Abstract:
Anaphora resolution is a fundamental task in natural language processing that involves
identifying the antecedent of an anaphoric expression in a text. The task is critical for several
NLP applications, such as machine translation, text summarization, question answering,
information extraction, natural language generation, discourse analysis and sentiment analysis.
This research focuses on developing an effective anaphora resolution model using machine
learning approach.
Our model for resolving anaphora in Amharic has two main phases: training and testing. The
model is made up of five components, including pre-processing, which involves tokenizartion,
normalization, part-of-speech tagging and chunking, identifying independent anaphora,
identifying hidden anaphora (extracting pronouns from Amharic verbs using morphological
analyzer), identifying candidate antecedents (identifying noun phrases), feature selection
(applying resolution factors which are the constraint rules and the preference rules), and the
actual anaphora resolver model. We have used the HornMorpho for morphological analysis.
While preparing the corpus or datasets by customizing for our annotation scheme, we have used
INCEpTION text annotation tool. We have developed a supervised machine learning model of
Amharic anaphora resolution. This study focuses only pronominal and reflexive pronouns. We
have used three machine learning algorithms for classification which are: Support Vector
Machine (SVM), Naïve Bayes (NB), and Random Forest (RF).

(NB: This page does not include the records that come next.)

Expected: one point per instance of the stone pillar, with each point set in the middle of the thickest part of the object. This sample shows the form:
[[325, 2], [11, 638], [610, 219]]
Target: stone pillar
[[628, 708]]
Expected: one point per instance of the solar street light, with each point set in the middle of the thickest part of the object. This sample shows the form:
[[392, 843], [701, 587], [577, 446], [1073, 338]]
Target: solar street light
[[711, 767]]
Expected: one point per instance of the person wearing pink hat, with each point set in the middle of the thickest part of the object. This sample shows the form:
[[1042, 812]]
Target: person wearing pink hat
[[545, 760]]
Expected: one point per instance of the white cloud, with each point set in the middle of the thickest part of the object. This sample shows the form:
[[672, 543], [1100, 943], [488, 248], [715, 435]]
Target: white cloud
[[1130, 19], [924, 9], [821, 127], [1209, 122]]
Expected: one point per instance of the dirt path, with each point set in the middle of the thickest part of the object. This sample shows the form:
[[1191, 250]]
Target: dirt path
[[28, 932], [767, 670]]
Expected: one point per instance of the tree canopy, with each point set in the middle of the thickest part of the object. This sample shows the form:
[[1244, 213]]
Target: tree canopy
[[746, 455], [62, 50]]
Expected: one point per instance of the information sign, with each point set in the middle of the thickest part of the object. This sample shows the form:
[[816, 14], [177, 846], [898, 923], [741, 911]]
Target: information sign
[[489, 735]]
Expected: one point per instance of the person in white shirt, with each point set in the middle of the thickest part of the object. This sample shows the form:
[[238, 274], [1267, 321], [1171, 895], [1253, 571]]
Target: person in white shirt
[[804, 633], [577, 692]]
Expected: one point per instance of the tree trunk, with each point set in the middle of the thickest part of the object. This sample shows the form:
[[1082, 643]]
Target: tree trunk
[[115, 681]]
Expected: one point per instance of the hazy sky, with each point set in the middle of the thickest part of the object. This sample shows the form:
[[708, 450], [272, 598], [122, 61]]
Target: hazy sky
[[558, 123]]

To evaluate the performance of the model, we have collected 575 sentences which has 211
independent pronouns and 537 hidden pronouns for our experiment from Amharic news portals,
Quran, Bible and the evaluation of the model was conducted in different scenarios. First based
on the dataset type, based on the location of anaphor and antecedent finally the performance also
evaluated for hidden and independent anaphora detection. In the first case the performance of the
model on the compiled dataset scores an accuracy of 59.38 for SVM, 57.47 for NB and 57.91 for
RF. In the second case, for inter-sentential anaphora the model scored SVM 43.87%, NB 43.20%
and RF 44.52%. for intra-sentential anaphora the model scored an accuracy for SVM 62.50%,
59.44%, 57.39% for NB and RF respectively. For independent and hidden anaphora detection
SVM 66.82% and for hidden anaphora 66.11% of accuracy was scored.